Встреча с Валентиной Храповой, студенткой Московского университета, состоялась в стенах ее родного учебного заведения, где она со своими сокурсниками заканчивала последние приготовления к отъезду в стройотряд. Щеглов беседовал с ней лично и наедине. Узнав, что с ней желает говорить "товарищ из МУРа", Валентина сильно перепугалась; это не укрылось от всевидящего ока бывалого следователя. Из расспросов девушки Щеглов выяснил, что ее отец этой ночью действительно не ночевал дома, но где он был, с кем и по какому делу, она не знала. На вопрос, брал ли он с собой ружье, Валентина Храпова, сильно побледнев, чуть слышно ответила, что да, брал, и вдруг заплакала. От неожиданности Щеглов растерялся и попытался успокоить бедную девушку, но у него это получалось как-то неуклюже, неловко. Она же продолжала всхлипывать, размазывая кулаками с трудом добытую импортную косметику по раскрасневшимся щекам, и горестно шептала: "Это все из-за меня! Из-за меня! Это я виновата!.." Следователь проявил особый интерес к этим ее словам, но большего от девушки добиться не смог, так как она окончательно расстроилась и ни на какие вопросы отвечать больше не могла. На том Щеглов ее и оставил.

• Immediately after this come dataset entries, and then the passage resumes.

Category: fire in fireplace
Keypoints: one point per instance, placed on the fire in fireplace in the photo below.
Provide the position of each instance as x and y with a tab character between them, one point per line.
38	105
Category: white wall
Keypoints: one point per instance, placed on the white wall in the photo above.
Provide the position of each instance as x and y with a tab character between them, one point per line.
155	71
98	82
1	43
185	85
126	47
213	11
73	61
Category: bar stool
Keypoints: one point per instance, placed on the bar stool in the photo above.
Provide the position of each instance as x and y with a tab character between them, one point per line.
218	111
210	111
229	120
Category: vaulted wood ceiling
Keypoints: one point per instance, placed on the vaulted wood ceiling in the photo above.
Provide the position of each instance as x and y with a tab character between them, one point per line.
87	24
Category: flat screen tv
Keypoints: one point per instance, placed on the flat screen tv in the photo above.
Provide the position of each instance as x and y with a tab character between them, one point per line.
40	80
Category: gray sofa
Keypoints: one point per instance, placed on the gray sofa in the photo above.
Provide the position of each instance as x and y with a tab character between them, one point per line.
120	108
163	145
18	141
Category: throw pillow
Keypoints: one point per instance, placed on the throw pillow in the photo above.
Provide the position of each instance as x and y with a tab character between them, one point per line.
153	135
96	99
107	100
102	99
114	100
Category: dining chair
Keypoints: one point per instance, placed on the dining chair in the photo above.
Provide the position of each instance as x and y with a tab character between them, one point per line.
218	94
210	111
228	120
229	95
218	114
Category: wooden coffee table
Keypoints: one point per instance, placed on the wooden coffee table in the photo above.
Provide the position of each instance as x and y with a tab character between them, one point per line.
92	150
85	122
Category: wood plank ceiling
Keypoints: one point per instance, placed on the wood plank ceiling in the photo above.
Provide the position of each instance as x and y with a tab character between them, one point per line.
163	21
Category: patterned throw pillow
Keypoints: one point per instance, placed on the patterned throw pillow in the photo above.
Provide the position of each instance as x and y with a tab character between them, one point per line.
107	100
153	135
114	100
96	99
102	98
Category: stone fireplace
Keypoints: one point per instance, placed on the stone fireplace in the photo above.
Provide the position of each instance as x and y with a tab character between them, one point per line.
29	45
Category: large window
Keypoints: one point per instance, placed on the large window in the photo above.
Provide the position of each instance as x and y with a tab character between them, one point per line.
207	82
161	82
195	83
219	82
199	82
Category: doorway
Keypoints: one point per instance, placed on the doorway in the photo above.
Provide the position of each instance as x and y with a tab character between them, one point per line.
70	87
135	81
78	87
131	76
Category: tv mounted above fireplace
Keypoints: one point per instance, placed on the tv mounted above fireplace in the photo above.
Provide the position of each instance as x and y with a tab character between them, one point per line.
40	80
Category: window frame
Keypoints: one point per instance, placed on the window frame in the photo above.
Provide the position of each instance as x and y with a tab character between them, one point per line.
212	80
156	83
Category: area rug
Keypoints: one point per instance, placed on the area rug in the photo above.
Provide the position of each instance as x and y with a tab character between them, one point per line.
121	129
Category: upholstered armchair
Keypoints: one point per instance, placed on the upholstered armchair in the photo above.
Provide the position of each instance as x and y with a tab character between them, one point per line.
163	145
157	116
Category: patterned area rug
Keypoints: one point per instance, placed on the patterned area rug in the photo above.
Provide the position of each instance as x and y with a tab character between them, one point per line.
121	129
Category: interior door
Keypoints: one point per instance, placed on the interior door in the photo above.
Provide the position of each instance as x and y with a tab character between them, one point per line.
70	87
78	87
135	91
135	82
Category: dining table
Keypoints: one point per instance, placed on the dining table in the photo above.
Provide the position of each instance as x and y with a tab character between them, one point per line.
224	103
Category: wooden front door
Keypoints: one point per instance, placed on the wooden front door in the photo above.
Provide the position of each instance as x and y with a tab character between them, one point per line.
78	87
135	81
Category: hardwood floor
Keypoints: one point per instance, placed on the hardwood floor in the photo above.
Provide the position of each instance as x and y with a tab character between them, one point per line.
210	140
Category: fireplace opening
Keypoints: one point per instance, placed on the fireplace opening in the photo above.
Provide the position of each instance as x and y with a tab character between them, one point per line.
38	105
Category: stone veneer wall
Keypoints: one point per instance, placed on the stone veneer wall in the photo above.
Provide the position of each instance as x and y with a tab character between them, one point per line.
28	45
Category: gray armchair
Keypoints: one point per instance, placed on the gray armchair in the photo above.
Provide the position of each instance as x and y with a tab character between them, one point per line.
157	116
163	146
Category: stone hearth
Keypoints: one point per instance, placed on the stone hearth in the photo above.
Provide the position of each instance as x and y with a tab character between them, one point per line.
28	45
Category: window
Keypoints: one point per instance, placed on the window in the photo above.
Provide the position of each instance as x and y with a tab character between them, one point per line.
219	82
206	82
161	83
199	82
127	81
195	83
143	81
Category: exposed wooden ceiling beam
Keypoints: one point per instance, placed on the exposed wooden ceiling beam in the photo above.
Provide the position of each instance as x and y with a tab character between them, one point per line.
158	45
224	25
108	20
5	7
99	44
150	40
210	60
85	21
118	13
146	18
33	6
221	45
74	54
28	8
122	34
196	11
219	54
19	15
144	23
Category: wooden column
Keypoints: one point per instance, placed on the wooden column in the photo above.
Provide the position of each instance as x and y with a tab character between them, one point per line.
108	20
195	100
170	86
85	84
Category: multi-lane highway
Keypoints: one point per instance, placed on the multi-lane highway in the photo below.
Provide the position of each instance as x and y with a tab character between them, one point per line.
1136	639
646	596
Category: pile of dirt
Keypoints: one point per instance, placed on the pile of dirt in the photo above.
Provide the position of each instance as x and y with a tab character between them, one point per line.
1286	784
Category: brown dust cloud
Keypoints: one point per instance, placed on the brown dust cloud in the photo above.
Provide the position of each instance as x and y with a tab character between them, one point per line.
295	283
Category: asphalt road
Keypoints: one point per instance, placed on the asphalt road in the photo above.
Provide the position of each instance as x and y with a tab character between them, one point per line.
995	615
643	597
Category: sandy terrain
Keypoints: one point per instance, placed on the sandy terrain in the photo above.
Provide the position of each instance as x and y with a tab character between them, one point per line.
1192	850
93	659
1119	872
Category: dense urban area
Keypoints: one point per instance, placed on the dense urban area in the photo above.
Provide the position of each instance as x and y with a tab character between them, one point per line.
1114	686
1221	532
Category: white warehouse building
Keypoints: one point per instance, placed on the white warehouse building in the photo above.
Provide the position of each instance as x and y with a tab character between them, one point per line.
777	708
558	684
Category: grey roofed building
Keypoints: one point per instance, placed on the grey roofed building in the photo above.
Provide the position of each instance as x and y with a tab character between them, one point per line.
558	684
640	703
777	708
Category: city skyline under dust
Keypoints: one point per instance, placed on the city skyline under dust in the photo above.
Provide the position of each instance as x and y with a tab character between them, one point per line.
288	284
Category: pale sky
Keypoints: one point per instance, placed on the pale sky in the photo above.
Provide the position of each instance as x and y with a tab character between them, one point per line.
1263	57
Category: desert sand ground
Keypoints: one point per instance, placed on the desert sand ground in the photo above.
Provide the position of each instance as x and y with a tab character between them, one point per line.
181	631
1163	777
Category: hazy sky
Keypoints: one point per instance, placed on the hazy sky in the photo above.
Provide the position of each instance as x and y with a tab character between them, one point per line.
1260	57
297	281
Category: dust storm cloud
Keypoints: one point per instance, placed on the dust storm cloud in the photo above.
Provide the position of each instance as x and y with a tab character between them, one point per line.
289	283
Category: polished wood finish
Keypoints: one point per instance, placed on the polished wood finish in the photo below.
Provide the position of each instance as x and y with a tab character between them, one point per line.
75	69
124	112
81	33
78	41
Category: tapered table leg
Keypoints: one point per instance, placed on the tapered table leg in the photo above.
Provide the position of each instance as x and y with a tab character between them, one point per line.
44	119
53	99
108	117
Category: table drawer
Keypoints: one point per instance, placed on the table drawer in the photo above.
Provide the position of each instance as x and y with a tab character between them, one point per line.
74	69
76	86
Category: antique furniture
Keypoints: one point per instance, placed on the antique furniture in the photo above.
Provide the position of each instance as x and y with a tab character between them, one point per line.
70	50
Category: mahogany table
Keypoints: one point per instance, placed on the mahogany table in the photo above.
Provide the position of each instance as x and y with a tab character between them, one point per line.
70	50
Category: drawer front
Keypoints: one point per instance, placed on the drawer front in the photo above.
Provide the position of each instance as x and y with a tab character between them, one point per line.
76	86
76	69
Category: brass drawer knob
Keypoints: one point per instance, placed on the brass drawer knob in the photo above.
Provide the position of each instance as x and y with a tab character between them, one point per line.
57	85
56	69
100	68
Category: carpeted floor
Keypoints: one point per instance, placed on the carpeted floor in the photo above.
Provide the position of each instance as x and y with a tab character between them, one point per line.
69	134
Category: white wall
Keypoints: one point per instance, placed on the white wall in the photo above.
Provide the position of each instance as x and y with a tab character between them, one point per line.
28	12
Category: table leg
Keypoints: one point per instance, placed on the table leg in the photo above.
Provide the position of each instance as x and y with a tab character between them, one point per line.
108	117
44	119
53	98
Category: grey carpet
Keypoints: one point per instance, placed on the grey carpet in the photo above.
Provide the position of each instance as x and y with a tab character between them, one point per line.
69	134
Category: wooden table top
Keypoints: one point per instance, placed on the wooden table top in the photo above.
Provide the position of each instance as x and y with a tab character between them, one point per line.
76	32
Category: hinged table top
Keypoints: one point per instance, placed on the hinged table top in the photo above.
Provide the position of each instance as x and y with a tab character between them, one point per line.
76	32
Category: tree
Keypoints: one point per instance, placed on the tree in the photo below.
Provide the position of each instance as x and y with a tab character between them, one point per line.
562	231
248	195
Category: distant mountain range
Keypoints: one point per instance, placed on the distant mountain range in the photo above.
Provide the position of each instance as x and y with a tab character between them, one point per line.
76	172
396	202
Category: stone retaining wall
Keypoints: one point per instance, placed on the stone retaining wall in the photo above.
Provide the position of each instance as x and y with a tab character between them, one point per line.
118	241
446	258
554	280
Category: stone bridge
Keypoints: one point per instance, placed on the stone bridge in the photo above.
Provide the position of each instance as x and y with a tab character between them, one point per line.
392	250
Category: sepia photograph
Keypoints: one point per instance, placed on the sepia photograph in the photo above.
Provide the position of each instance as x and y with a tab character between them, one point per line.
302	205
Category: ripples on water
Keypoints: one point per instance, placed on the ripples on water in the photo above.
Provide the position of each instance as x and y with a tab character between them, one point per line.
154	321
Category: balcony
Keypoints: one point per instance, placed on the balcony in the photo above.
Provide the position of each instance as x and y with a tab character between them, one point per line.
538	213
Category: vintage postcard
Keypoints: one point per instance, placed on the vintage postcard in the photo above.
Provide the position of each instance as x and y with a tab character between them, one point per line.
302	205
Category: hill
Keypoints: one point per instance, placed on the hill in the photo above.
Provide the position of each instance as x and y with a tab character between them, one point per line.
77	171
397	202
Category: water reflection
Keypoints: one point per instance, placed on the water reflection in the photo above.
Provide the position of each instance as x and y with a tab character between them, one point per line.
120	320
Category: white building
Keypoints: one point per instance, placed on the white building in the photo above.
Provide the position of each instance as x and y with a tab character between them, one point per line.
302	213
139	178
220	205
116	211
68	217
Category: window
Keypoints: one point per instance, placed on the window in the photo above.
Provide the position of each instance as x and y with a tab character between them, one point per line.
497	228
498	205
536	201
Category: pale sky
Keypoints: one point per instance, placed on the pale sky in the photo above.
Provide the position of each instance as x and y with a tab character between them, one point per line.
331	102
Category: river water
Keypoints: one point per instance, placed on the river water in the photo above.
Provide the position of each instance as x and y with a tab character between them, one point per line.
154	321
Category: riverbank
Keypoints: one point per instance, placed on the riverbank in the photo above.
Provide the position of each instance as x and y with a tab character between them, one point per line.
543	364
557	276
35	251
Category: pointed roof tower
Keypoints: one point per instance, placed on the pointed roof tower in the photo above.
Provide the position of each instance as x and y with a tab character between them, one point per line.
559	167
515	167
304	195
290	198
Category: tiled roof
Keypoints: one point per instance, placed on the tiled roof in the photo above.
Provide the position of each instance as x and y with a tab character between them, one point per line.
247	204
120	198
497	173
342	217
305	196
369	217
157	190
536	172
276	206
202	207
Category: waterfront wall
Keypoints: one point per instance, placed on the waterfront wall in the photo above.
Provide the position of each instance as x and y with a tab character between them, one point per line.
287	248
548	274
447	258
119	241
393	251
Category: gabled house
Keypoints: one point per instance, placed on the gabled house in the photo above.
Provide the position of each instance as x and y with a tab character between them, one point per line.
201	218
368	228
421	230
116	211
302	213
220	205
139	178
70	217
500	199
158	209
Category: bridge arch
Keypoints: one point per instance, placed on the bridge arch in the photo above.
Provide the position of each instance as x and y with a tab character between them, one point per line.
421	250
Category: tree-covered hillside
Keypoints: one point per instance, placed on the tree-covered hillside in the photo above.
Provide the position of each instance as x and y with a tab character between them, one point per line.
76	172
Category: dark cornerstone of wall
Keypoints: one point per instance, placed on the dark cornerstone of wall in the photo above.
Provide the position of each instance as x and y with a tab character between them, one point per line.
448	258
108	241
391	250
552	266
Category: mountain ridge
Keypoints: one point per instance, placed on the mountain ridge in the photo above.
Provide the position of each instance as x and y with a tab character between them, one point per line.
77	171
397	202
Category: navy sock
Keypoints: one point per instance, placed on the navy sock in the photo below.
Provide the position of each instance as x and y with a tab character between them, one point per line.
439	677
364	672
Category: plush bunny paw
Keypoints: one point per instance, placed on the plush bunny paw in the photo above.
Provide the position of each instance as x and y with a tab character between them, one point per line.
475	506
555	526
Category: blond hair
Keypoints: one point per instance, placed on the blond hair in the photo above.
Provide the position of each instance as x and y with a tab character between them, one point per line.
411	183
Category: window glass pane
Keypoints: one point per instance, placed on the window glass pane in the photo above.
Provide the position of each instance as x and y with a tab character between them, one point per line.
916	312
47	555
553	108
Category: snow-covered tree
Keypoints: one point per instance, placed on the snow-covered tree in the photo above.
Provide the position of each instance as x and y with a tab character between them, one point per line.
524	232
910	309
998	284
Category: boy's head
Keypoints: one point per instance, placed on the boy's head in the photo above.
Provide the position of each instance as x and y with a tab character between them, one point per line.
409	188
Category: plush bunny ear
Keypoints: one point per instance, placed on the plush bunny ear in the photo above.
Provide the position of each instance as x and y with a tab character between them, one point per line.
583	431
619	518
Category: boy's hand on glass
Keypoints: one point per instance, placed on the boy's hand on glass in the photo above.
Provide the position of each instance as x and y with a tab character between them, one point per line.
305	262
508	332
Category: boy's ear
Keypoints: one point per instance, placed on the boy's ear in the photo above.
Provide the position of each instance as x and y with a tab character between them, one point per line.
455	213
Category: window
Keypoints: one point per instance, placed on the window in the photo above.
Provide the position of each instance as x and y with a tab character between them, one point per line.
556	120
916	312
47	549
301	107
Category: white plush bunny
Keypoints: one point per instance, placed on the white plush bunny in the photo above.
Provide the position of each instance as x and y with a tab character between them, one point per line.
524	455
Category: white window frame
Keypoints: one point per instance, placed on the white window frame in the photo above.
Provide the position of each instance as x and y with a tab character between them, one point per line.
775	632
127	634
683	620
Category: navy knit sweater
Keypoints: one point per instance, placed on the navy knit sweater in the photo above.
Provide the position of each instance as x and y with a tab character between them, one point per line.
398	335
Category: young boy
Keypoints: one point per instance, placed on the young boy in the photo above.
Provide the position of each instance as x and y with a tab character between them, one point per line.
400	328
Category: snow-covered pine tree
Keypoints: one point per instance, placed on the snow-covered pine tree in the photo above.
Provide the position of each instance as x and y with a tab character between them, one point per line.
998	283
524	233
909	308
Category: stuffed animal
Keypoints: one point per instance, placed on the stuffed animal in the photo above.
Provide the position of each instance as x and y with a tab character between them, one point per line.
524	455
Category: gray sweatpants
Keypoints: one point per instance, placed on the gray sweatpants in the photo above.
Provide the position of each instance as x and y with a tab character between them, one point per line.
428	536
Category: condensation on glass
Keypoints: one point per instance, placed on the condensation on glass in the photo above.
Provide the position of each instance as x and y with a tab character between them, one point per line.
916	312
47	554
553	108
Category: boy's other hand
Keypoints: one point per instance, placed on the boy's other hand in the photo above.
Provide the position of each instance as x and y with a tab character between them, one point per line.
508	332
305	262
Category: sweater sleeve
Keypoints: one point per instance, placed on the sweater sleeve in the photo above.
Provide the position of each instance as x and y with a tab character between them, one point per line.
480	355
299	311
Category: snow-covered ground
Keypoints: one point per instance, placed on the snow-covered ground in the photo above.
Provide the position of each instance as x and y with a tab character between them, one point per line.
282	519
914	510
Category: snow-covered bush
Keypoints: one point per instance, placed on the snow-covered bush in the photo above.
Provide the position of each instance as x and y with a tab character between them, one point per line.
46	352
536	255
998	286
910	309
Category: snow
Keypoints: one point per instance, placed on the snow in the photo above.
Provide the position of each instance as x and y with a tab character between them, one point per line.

По приезде в управление он узнал, что в его отсутствие был странный телефонный звонок из того самого отделения милиции, которое курировало прилегающий к Курскому вокзалу район и, в частности, дом Храпова. Звонила некая Перемышкина Клавдия Потаповна, пенсионерка, заявившая, что больше взаперти сидеть не может, что если вдруг какая шальная пуля и настигнет ее, то все равно скоро помирать, и что милиция слишком тянет, так как Храпов дома уже более получаса и его давно пора брать. Звонок этот поверг видавшего виды следователя в немалое изумление. Какая еще Перемышкина? Какая такая шальная пуля? И причем здесь Храпов?.. Нет, надо принимать срочные меры! Щеглов решил действовать на свой страх и риск. Не раз уже ему попадало от начальства за подобные действия, но следователь Щеглов был неисправим. Он решил задержать Храпова, несмотря на отсутствие прямых улик, доказывающих его причастность к убийству профессора Красницкого. Он отлично понимал, что, возможно, совершает ошибку, задерживая невиновного человека, но предпочитал впоследствии извиниться перед ним, чем упустить виновного. Ошибки подобного рода в многолетней практике следователя Щеглова иногда случались, но он всегда готов был нести ответственность за них -- и нес, если требовалось.
Задержание Храпова прошло гладко и без каких-либо осложнений. Он спокойно выслушал выдвинутое против него обвинение в убийстве и беспрекословно сдался сотрудникам уголовного розыска. Первый же допрос задержанного явился истинным триумфом следователя Щеглова. Храпов, ничего не утаивая, признался в совершенном им преднамеренном убийстве профессора Красницкого. Он с готовностью рассказал обо всем, что произошло на станции Снегири минувшей ночью. Свою вину он полностью признал, однако причины, побудившие его к преступлению, раскрыть наотрез отказался.
-- Вам мало моего признания? -- с раздражением спросил он, когда Щеглов сделал очередную попытку докопаться до истины. -- Да, я убил этого... этого типа, и я готов понести любое наказание, вплоть до самого строгого. Но причины моего поступка я вам не назову -- это моя тайна. И давайте больше не будем об этом...
Щеглов вынужден был прервать допрос. Когда Храпова увели, место его в кабинете занял небезызвестный нам Максим Чудаков, сыщик-любитель и страстный почитатель творчества Агаты Кристи.